Stacey couldn’t help but write a message to that woman that has now been read by thousands across the Internet. It’s sure to reorient your perspective on what a smile can mean AND just how little we have the right to judge the way people grieve.

Read Stacey’s powerful Facebook post below, and remember, sometimes it’s okay to smile through the tears:

“This picture. It’s all I have of my daughter who died. No videos, no precious pictures of her tiny feet or even a picture with her triplet siblings. Nope. This is all I have. I’m used to the criticism that comes with my career in television, but this one comment hurt me to the core. And as a parent of child loss, I feel the need to speak up in support of every parent who has lost a child, whether through miscarriage, stillbirth or child loss.

‘I don’t understand how she can smile. It’s cruel!’

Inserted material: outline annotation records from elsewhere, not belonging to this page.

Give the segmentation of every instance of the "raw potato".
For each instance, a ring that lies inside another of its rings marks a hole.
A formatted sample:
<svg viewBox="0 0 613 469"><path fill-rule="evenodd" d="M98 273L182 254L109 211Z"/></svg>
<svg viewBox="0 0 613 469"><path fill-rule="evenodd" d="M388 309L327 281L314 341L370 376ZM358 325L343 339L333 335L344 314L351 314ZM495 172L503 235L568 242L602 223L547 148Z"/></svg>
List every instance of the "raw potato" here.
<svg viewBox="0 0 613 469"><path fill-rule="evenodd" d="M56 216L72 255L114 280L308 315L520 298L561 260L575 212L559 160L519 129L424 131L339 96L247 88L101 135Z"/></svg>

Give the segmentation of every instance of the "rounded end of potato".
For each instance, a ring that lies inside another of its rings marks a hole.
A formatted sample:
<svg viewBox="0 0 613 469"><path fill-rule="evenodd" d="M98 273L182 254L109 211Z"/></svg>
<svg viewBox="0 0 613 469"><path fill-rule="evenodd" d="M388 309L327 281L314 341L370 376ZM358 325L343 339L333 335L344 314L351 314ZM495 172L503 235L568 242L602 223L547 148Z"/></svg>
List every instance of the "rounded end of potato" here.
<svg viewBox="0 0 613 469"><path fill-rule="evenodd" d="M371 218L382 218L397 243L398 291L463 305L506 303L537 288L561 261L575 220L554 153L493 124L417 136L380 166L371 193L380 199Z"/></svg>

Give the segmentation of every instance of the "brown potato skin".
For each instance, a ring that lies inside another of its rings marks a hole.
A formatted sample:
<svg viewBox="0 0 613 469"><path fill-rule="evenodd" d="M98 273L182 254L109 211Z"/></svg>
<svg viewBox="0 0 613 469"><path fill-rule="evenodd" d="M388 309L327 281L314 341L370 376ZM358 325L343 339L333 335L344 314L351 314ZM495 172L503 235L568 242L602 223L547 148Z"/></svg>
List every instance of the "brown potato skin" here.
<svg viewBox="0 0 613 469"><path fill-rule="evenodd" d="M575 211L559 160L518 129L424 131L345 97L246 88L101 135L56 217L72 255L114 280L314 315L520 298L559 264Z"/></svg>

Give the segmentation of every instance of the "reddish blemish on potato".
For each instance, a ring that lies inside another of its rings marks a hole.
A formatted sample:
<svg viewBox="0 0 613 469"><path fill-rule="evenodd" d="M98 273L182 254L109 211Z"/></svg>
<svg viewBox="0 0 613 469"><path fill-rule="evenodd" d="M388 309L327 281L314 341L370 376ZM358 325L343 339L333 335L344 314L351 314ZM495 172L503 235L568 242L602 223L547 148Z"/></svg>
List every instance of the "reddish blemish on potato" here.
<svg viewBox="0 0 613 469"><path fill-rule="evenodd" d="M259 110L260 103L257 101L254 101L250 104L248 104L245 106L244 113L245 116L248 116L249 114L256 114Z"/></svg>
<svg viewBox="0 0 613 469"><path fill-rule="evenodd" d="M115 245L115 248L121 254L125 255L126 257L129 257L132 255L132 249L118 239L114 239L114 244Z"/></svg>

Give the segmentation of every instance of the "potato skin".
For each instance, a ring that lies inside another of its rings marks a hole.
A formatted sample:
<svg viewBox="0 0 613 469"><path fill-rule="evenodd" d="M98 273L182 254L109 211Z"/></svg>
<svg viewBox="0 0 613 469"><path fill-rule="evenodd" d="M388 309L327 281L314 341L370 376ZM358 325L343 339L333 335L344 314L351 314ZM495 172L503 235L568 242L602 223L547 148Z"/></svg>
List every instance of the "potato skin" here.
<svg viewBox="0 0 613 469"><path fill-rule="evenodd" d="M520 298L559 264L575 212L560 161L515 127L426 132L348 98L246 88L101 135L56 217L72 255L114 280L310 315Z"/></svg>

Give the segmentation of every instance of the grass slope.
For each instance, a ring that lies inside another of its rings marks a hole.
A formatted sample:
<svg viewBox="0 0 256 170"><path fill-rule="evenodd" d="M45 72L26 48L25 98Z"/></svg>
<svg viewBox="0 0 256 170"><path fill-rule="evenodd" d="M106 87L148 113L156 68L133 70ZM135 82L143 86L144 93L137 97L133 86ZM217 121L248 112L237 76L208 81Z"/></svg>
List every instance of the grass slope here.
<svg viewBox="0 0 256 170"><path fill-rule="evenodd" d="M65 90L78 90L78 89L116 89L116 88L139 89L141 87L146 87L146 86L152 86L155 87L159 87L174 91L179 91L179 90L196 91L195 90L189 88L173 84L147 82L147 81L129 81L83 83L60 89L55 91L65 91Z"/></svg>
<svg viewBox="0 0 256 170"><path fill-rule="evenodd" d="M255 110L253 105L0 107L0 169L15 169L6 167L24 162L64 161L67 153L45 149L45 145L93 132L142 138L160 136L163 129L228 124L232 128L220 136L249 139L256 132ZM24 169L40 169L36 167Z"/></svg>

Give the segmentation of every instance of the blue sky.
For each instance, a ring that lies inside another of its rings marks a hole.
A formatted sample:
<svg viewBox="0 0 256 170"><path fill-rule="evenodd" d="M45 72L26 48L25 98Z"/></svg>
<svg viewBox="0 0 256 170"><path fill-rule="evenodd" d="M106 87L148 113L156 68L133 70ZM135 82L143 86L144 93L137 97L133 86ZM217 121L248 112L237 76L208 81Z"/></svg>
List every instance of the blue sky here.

It’s a comment that stuck out like a sore thumb while I scrolled through Instagram. As I reread the comment, I stopped in my tracks, as if I had been kicked in the gut. Yes, I am smiling in this picture. Yes, my child is alive in this picture. Yes, my child was about to die in my arms.

As I stared at this picture, the tears fell quickly. It may have been 5 years ago, but the memory of this fateful day will always be fresh in my mind. After going into labor at 22 weeks gestation, my firstborn triplet arrived in the wee hours of the morning. I hadn’t showered in days, my husband hadn’t slept as he wore a stained In-N-Out shirt, and we were just told that our daughter would not survive.

In the pain and chaos of that morning, we didn’t think to take any videos. The shock of our impending loss took over and we spent our time looking at our sweet girl as we sobbed at our reality. We were first-time parents and our firstborn couldn’t be saved. We snapped a few pictures and the doctor eventually called her time of death.

As I think back to that comment, my heart physically aches. Sure, I know this woman knows nothing about my family and I doubt that she’s ever experienced the unimaginable loss of a child. And that’s what makes me cringe. This woman has no right to tell me how I should grieve or what I should or shouldn’t be doing when my child is born.

When I look at this picture, I see so much love. I see a husband, a wife and a beautiful baby.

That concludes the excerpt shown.